On each machine you are deploying, check its domain membership directly:

```powershell
Get-CimInstance Win32_ComputerSystem | Select-Object Name, PartOfDomain, Domain
```

If `PartOfDomain` is `True`, this check will fail on that machine, and `Domain` shows
the domain it is joined to. A machine that is ready for deployment shows
`PartOfDomain` of `False` and a workgroup name (for example `WORKGROUP`).
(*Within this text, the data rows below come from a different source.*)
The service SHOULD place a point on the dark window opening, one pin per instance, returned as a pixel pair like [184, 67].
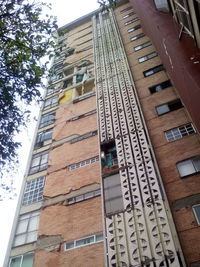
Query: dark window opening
[43, 138]
[113, 194]
[126, 9]
[168, 107]
[134, 28]
[68, 83]
[189, 166]
[138, 36]
[160, 86]
[109, 157]
[153, 70]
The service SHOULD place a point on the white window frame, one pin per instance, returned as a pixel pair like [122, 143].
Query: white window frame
[195, 214]
[177, 133]
[25, 222]
[74, 242]
[33, 191]
[19, 256]
[190, 161]
[142, 46]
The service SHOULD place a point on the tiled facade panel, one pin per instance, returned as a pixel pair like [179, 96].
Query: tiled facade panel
[130, 235]
[167, 154]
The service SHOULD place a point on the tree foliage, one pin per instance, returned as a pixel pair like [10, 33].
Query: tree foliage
[25, 38]
[106, 4]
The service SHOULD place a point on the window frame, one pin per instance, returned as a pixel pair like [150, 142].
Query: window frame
[43, 138]
[47, 122]
[161, 86]
[192, 159]
[27, 218]
[128, 15]
[74, 245]
[147, 57]
[142, 46]
[50, 102]
[179, 135]
[171, 103]
[21, 260]
[195, 214]
[131, 21]
[41, 166]
[137, 37]
[33, 191]
[135, 28]
[153, 70]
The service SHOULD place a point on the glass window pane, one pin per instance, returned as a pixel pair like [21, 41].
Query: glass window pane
[196, 162]
[22, 226]
[88, 195]
[197, 212]
[15, 262]
[99, 237]
[162, 109]
[27, 260]
[31, 237]
[113, 194]
[85, 241]
[19, 240]
[185, 168]
[69, 245]
[33, 223]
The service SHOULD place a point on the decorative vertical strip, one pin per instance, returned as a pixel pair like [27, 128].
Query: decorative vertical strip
[141, 234]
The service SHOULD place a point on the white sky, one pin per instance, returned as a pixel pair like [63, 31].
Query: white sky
[66, 11]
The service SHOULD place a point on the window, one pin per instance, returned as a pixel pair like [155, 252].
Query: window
[196, 210]
[189, 166]
[43, 138]
[179, 132]
[82, 115]
[183, 15]
[50, 102]
[83, 163]
[39, 162]
[131, 21]
[139, 47]
[85, 196]
[27, 227]
[147, 57]
[113, 194]
[68, 83]
[153, 70]
[134, 28]
[138, 36]
[83, 97]
[109, 155]
[47, 119]
[160, 86]
[128, 15]
[171, 106]
[125, 9]
[82, 137]
[25, 260]
[68, 71]
[84, 49]
[84, 241]
[33, 191]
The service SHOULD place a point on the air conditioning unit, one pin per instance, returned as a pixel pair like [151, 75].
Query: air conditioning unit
[162, 5]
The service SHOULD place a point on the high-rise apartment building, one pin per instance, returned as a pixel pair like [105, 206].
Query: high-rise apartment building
[113, 177]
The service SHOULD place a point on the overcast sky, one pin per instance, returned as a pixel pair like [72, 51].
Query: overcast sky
[66, 11]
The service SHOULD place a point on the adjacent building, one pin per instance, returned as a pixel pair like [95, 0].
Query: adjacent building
[113, 176]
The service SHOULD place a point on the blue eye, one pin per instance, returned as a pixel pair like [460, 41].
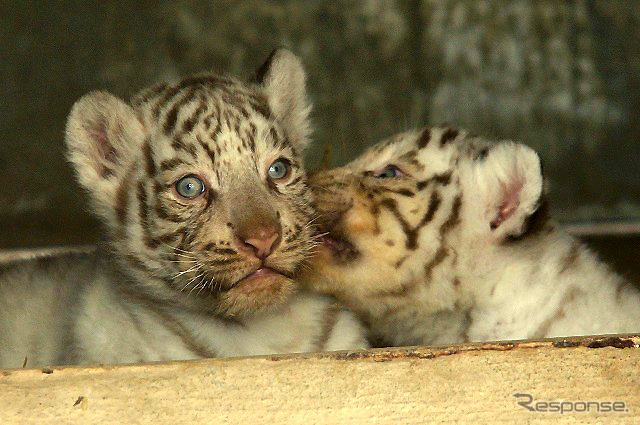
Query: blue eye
[279, 169]
[390, 171]
[189, 186]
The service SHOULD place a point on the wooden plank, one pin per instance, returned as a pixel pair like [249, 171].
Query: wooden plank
[470, 383]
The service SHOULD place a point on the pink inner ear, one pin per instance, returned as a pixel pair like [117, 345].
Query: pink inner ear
[509, 204]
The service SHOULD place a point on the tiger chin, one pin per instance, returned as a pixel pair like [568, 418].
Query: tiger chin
[436, 237]
[200, 187]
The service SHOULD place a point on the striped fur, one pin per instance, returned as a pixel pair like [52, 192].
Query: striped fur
[179, 278]
[459, 247]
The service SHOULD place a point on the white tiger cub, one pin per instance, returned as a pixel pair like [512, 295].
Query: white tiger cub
[439, 237]
[200, 186]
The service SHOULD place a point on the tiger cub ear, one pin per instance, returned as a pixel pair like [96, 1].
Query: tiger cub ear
[103, 136]
[282, 78]
[506, 187]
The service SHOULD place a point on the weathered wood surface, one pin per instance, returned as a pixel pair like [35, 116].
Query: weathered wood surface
[459, 384]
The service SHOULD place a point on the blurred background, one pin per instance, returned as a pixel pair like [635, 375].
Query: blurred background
[564, 77]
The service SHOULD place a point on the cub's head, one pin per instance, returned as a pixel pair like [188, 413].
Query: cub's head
[200, 185]
[401, 217]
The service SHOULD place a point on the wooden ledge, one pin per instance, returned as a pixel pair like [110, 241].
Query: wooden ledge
[472, 383]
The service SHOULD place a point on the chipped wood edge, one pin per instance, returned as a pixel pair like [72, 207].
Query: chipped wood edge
[470, 383]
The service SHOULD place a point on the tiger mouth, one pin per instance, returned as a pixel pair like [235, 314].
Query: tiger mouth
[341, 249]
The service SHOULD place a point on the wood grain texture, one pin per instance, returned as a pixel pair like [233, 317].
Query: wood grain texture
[459, 384]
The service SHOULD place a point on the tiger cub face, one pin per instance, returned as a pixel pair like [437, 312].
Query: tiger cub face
[200, 185]
[407, 217]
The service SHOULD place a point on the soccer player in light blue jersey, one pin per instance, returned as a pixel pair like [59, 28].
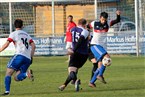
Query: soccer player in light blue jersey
[22, 59]
[99, 45]
[79, 53]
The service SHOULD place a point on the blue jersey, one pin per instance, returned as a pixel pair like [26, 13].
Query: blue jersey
[77, 32]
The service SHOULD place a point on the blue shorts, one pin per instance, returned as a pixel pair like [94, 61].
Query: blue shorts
[19, 62]
[98, 52]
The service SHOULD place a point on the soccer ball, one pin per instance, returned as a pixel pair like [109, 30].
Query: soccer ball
[106, 61]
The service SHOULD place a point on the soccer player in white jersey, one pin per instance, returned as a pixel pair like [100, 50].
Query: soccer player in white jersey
[22, 58]
[99, 43]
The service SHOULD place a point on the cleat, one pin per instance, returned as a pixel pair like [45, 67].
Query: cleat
[62, 87]
[72, 82]
[101, 78]
[5, 94]
[77, 83]
[92, 85]
[30, 75]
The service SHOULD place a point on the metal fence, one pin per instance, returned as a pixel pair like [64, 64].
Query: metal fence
[45, 18]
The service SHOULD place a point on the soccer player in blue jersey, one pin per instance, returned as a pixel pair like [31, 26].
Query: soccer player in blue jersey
[98, 45]
[79, 53]
[22, 59]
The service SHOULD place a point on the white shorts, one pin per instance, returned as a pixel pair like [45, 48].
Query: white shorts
[68, 45]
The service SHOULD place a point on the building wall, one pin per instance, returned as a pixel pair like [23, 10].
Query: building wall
[44, 16]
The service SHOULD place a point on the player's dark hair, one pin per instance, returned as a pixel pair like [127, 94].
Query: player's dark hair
[18, 23]
[104, 15]
[70, 16]
[82, 21]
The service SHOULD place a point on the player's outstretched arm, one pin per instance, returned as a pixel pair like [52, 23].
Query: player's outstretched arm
[117, 20]
[4, 46]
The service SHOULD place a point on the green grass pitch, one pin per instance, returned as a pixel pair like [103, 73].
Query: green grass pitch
[125, 78]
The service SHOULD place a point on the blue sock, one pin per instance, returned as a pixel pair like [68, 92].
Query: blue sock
[101, 70]
[7, 83]
[21, 76]
[94, 78]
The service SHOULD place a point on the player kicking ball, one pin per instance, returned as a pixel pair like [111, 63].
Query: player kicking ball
[79, 53]
[22, 59]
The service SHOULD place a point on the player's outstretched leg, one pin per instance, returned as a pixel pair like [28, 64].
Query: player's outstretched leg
[71, 76]
[30, 75]
[7, 85]
[77, 85]
[94, 78]
[100, 75]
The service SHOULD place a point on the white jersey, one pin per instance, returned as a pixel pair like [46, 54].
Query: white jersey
[99, 33]
[22, 42]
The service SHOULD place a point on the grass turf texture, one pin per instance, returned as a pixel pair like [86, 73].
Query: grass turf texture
[125, 78]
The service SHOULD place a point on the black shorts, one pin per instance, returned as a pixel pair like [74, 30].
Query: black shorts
[77, 60]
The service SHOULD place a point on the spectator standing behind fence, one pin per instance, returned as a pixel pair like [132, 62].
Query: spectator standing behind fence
[68, 37]
[22, 59]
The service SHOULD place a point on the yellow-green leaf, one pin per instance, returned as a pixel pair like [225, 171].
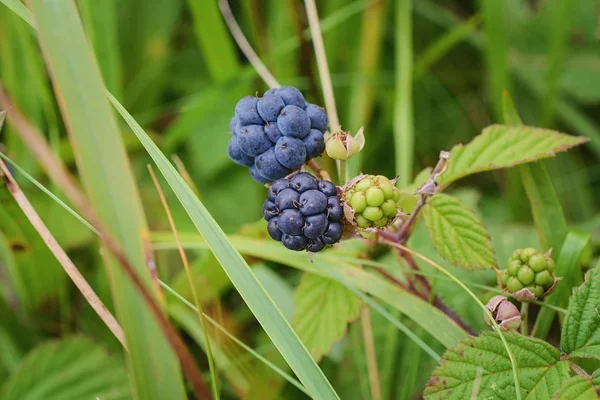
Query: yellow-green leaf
[479, 367]
[457, 233]
[578, 388]
[580, 334]
[322, 309]
[74, 368]
[502, 146]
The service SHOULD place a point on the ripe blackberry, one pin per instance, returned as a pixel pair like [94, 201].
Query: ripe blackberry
[276, 134]
[304, 213]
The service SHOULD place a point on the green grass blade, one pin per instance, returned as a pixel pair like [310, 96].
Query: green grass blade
[403, 116]
[568, 267]
[496, 49]
[362, 95]
[100, 21]
[105, 169]
[278, 370]
[19, 8]
[257, 299]
[430, 318]
[438, 49]
[561, 11]
[218, 49]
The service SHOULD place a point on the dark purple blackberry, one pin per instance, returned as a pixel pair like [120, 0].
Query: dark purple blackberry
[304, 213]
[276, 134]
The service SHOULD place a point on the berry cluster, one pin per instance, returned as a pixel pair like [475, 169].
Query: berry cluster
[304, 213]
[530, 269]
[276, 134]
[370, 201]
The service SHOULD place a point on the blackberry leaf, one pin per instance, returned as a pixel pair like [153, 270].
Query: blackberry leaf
[580, 334]
[484, 361]
[457, 234]
[578, 388]
[323, 307]
[502, 146]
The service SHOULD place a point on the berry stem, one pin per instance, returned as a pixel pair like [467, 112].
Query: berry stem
[318, 170]
[525, 318]
[246, 47]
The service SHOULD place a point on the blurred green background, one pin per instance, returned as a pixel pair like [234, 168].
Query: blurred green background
[176, 68]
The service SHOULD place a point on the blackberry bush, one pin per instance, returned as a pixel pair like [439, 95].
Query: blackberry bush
[529, 274]
[304, 213]
[370, 201]
[276, 134]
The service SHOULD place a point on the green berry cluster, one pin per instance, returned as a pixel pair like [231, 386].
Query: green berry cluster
[531, 269]
[373, 201]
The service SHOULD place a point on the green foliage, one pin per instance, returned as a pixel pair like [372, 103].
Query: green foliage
[480, 367]
[501, 146]
[322, 310]
[580, 334]
[457, 234]
[68, 369]
[578, 388]
[257, 299]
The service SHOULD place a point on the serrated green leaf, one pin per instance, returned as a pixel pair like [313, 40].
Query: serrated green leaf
[580, 334]
[457, 234]
[502, 146]
[578, 388]
[322, 309]
[483, 361]
[596, 377]
[69, 369]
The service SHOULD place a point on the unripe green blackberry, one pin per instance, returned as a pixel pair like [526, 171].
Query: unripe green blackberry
[371, 201]
[529, 274]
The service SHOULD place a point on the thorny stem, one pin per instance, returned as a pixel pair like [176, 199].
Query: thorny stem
[426, 190]
[524, 318]
[245, 46]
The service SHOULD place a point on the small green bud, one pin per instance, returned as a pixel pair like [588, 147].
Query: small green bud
[513, 267]
[516, 255]
[527, 253]
[342, 145]
[397, 194]
[551, 265]
[544, 278]
[526, 275]
[387, 188]
[380, 223]
[375, 196]
[362, 221]
[513, 285]
[503, 277]
[538, 262]
[373, 213]
[389, 208]
[364, 185]
[358, 202]
[537, 290]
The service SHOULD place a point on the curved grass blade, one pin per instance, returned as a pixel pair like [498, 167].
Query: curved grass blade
[242, 277]
[104, 167]
[430, 318]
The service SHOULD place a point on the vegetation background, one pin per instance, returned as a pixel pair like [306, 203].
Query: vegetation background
[426, 74]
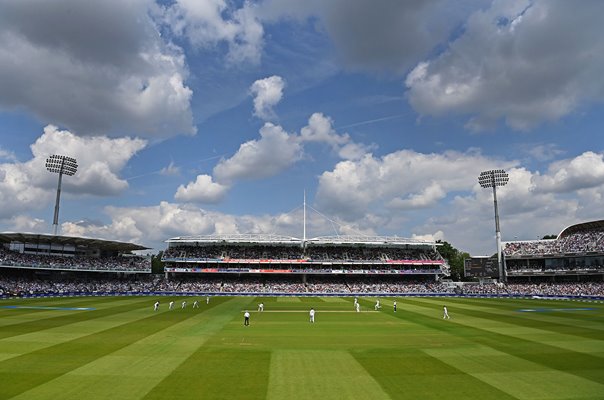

### 2. Make sure you can sign in locally after the unjoin

The next step unjoins the machine and restarts it, so it comes back up as a workgroup
member and the next sign-in must use a **local** account. On a machine that has been
domain-joined, the built-in local `Administrator` account is often disabled or has an
unknown password, so confirm you have a working local administrator sign-in **before**
you unjoin. Otherwise the restart can lock you out of the machine.

```powershell
# Is the built-in local Administrator enabled?
Get-LocalUser -Name Administrator | Select-Object Name, Enabled
# Who else is a local administrator?
Get-LocalGroupMember -Group Administrators
```

If the local `Administrator` is disabled, or no local administrator has a password you
know, enable the account and set a known password before continuing (run as an
administrator):

```powershell
Enable-LocalUser -Name Administrator
Set-LocalUser -Name Administrator -Password (Read-Host -AsSecureString 'New local Administrator password')
```

Do not proceed to the unjoin until at least one local administrator sign-in is known to
work on this machine.

### 3. Remove the machine from the domain

Unjoin the machine from the domain and restart it, so it comes back up in a workgroup.
This is the remediation the validator itself recommends. It is reversible (the machine
can be rejoined later if needed), but it does change machine state and requires a
restart, so treat it as a [MEDIUM RISK] change and run it during your deployment
preparation window.

You will be prompted for a domain account that can remove this machine from the domain
(enter it as `DOMAIN\username`), and then asked to confirm the unjoin. Confirm to proceed.

```powershell
# Supply a domain account allowed to remove this machine from the domain.
Remove-Computer -UnjoinDomainCredential (Get-Credential) -PassThru
Restart-Computer -Force
```

Notes:

- After the restart, sign in with the **local** administrator account you confirmed in
step 2, since the machine is now a workgroup member rather than a domain member.
- The machine keeps its computer name; only its domain membership changes.
- Make sure nothing will automatically rejoin the machine to the domain before
deployment (for example a Group Policy, an imaging or provisioning task, or a
scheduled join). If the machine rejoins the domain, this check fails again.

### 4. Verify the fix

First confirm the machine is no longer domain-joined:

```powershell
Get-CimInstance Win32_ComputerSystem | Select-Object Name, PartOfDomain, Domain
```

`PartOfDomain` should now be `False`. Then re-run the single validator:

```powershell
$r = Invoke-AzStackHciSoftwareValidation -Include Test-IsNotPartofDomain -PassThru
$r | Select-Object Name, Status, Severity
$r.AdditionalData.Detail
```

A workgroup machine returns `Status` of `SUCCESS` and a detail line of
`'AzL-Node-01' is not part of a domain.` Once every machine you are deploying reports
success, re-run the deployment validation; the **Domain Membership** check should now
pass and deployment can proceed.

## When to escalate

Open a support case if any of the following are true:

- The machine reports `PartOfDomain` of `False`, but the **Domain Membership** check
still fails during deployment validation.
- The machine rejoins the domain on its own after you unjoin it, and you cannot find
the Group Policy, provisioning task, or imaging step that is rejoining it.
- `Remove-Computer` fails with a permissions or trust error that you cannot resolve
with a domain account that has rights to remove the computer object.

## Related

- General Environment Checker remediation link shown in the validator output:
https://aka.ms/hci-envch
- [Azure Local deployment prerequisites](https://learn.microsoft.com/azure/azure-local/deploy/deployment-local-identity-with-key-vault)
(machines must start in a workgroup; the deployment performs the domain join).